If Antetokounmpo personifies this championship team, it is because of this steadfast belief in himself. A skinny teenager the day he arrived in Milwaukee, he couldn't get a shot off in a game of one-on-one against John Henson. When his parents joined him during the season, he pointed at the retired jerseys in the rafters of the arena and told them he hoped his No. 34 would be up there with Kareem Abdul-Jabbar's No. 33 and Oscar Robertson's No. 1. 

As a rookie, Antetokounmpo wore a wristband with the phrase "continuous improvement" on it. Teammates worried he was too hard on himself. 

"He was so competitive," ex-Bucks assistant coach Nick Van Exel recalled years later. "He hated having bad games. He hated to leave the gym. I don't know if it was because he didn't like his apartment or what it was, but he just didn't want to go back. He would stay in the gym, and I'm telling you, just run around. Just like a little kid. He was like a little kid, but he was focused on getting better. He was focused on improving his game."

Months after signing a $100 million contract at the age of 21, the reigning Most Improved Player told Sports Illustrated that he'd punish himself for bad games by literally recreating his mistakes on the Bucks' practice court, driving there straight from the arena and sometimes staying as late as 3 a.m. He was starting at point guard at the time, trying to be more vocal on the court and figuring out how to put an entire franchise on his shoulders. Two years later, after losing four straight games in the 2019 conference finals, he thanked the Toronto Raptors' Kawhi Leonard and Marc Gasol for stifling him. 

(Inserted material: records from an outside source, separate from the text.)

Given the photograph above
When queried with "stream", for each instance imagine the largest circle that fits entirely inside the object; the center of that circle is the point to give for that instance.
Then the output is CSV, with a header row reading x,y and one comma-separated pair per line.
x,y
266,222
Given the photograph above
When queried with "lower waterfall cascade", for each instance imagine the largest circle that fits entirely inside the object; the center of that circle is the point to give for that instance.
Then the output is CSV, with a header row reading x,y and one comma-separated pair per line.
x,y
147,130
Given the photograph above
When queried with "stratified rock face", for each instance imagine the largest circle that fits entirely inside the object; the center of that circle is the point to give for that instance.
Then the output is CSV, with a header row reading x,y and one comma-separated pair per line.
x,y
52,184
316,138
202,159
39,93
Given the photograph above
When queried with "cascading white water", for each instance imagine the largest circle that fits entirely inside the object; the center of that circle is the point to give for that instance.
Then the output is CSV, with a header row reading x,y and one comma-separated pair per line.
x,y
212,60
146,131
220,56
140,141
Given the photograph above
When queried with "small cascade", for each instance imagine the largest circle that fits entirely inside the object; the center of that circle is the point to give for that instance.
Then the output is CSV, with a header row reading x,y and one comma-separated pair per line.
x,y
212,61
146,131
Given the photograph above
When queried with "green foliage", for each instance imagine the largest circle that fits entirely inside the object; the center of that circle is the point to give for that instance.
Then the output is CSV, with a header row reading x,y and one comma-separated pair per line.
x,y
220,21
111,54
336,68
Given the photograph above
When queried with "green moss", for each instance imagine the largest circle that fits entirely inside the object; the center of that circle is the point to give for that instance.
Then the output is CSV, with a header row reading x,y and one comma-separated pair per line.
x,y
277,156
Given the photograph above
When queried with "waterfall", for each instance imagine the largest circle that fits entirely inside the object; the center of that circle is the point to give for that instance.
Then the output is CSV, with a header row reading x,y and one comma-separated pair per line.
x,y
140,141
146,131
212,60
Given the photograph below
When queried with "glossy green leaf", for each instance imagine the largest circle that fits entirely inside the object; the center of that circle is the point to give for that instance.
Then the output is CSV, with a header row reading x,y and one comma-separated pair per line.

"I'm not trying to be sarcastic," Antetokounmpo told The Athletic. "I'm being honest. They're going to push me to be better."

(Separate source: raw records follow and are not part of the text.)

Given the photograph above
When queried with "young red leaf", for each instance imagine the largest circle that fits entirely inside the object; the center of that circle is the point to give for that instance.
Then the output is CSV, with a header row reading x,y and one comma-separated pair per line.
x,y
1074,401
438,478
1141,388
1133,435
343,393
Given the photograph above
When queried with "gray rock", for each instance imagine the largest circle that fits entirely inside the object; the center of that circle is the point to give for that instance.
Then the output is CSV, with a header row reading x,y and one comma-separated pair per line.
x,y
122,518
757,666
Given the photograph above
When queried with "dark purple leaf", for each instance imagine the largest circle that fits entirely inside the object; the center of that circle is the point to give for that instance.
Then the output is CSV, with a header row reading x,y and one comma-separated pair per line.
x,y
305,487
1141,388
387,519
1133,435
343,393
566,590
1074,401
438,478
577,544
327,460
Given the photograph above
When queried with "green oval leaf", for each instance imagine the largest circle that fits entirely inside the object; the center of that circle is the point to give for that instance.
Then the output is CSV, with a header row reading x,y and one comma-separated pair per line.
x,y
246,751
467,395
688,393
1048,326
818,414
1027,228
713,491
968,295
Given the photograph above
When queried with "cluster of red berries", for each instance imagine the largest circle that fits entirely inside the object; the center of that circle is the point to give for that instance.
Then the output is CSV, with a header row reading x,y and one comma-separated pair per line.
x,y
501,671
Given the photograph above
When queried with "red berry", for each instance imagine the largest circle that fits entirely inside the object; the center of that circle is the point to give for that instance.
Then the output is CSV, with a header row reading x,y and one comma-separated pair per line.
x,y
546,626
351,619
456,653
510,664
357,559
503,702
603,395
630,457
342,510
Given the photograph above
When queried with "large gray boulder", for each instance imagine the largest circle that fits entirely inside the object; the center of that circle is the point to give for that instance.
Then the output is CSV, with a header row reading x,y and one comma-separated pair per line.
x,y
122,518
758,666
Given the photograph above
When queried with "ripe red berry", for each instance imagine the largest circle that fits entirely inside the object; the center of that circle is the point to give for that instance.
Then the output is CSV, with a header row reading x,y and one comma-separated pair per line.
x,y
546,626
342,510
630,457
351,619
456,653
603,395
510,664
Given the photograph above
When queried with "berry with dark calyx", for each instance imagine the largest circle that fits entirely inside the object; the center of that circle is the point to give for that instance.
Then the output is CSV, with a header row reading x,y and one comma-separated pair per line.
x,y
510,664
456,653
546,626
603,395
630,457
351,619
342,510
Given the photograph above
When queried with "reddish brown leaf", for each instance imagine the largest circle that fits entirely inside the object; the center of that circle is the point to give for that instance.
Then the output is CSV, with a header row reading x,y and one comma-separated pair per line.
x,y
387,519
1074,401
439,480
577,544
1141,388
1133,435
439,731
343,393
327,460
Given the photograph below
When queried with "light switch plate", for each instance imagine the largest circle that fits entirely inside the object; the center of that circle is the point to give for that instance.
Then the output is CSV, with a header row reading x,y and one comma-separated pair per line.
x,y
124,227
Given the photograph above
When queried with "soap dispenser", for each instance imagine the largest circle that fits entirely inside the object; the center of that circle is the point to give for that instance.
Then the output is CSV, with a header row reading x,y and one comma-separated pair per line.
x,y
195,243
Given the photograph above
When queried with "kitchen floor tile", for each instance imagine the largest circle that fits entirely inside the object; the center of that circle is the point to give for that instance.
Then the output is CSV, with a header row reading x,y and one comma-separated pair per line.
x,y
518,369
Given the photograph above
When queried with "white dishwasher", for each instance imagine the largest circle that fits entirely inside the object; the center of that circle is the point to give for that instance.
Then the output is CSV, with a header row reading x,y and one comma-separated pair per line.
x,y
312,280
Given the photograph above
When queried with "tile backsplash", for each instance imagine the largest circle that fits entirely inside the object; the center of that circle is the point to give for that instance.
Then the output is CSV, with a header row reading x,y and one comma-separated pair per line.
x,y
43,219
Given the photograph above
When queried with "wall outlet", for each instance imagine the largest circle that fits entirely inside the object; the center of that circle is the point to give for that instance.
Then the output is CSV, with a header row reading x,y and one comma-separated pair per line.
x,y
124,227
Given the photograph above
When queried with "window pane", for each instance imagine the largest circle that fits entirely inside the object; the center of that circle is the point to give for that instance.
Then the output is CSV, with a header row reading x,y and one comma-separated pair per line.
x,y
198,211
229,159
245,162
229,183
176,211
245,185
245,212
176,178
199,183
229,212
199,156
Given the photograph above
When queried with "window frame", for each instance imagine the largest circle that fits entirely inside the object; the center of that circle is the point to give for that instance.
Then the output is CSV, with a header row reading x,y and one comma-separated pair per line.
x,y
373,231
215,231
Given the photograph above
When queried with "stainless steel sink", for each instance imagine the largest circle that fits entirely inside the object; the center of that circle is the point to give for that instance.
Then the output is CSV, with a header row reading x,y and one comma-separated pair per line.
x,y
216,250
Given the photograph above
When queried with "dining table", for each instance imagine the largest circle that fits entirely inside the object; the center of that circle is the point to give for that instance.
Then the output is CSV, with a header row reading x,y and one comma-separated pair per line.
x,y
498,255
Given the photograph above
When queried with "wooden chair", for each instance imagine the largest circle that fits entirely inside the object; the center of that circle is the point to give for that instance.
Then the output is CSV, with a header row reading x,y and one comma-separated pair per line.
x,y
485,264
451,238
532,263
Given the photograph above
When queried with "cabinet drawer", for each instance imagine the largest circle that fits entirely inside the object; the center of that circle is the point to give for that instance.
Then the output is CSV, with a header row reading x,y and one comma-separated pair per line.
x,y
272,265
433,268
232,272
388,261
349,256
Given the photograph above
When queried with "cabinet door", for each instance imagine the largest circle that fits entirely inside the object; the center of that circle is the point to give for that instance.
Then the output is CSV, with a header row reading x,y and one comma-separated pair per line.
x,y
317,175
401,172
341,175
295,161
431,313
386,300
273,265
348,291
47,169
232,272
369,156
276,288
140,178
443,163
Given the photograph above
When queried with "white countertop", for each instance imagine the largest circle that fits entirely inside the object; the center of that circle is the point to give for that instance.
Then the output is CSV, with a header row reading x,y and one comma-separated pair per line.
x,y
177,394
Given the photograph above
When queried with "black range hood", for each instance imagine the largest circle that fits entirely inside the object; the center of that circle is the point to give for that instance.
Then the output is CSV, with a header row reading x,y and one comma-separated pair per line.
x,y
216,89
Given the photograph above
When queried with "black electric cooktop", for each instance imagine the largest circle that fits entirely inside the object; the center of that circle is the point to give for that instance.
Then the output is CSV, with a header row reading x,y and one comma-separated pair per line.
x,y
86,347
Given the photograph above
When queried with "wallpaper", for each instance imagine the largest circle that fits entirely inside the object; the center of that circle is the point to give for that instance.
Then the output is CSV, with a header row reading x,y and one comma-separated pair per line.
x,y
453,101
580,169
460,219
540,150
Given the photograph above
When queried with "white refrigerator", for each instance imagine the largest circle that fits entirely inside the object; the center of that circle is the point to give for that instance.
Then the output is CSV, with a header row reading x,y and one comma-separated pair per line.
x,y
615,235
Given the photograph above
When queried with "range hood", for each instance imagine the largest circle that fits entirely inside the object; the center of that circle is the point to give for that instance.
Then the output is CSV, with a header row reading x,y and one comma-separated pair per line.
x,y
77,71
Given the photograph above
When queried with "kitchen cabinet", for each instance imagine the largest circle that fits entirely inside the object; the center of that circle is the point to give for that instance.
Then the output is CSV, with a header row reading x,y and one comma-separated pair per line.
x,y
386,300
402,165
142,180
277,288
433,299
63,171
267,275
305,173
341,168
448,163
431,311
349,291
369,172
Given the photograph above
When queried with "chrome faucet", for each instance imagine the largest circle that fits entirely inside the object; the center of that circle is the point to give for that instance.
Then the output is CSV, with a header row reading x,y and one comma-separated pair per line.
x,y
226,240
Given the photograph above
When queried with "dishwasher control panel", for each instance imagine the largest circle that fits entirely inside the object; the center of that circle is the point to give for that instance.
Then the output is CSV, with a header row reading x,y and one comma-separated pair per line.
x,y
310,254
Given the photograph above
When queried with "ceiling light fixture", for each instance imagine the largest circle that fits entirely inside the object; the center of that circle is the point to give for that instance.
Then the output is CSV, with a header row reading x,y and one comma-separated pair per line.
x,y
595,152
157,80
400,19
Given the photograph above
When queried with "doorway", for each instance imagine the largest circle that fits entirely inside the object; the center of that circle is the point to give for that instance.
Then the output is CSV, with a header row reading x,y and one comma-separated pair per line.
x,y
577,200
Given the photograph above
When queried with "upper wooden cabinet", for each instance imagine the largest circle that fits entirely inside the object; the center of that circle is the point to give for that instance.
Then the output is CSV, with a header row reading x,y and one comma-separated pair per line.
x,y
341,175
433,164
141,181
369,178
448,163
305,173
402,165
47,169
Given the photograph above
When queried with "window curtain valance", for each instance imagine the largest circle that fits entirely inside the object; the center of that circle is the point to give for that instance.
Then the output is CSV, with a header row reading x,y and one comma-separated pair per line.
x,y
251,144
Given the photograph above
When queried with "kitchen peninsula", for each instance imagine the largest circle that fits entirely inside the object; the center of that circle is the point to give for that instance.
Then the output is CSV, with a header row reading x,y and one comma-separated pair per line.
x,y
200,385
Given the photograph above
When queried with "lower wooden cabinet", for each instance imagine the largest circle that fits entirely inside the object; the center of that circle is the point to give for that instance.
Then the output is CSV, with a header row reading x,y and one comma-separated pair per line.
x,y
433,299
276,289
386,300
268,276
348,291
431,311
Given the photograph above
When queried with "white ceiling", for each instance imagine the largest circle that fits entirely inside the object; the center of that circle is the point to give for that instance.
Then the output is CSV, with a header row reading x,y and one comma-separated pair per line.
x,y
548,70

Down 1-0 to the Atlanta Hawks in the conference finals last month, at shootaround Antetokounmpo laughed about his difficulties at the free-throw line. Rather than beating himself up, he wore his airballed free throws in Game 7 of the previous series as badges of honor. "Doesn't matter," he announced. "I came back!"

The end of every season inspires weighty proclamations about what the result means and how other teams might try to emulate the champions. In a broad sense, the Bucks are a testament to owning your failures, learning from losses and sticking with it. Nothing Milwaukee did, though, would have been possible without the singular talent and singular personality of Antetokounmpo. Eight years ago, the Bucks drafted a prospect with limitless potential out of the Greek second division, and that prospect has held himself to a preposterously high standard.

Antetokounmpo said Tuesday that he had signed his five-year contract extension last December because "there was a job that had to be finished" and he didn't want to let the people of Milwaukee down. He joked that, to follow this up, he wants to "develop a time machine" so he can go back in time and win Rookie of the Year. Late in his career, naturally, he'd like to come off the bench so he can win Sixth Man of the Year, too. 

When a reporter brought up the storybook tweet he sent from summer league, the one promising not to leave until the Bucks had built a championship-level team, Antetokounmpo said he didn't understand the gravity of the statement at the time. 

"But that's what I believed," he said. "I believed."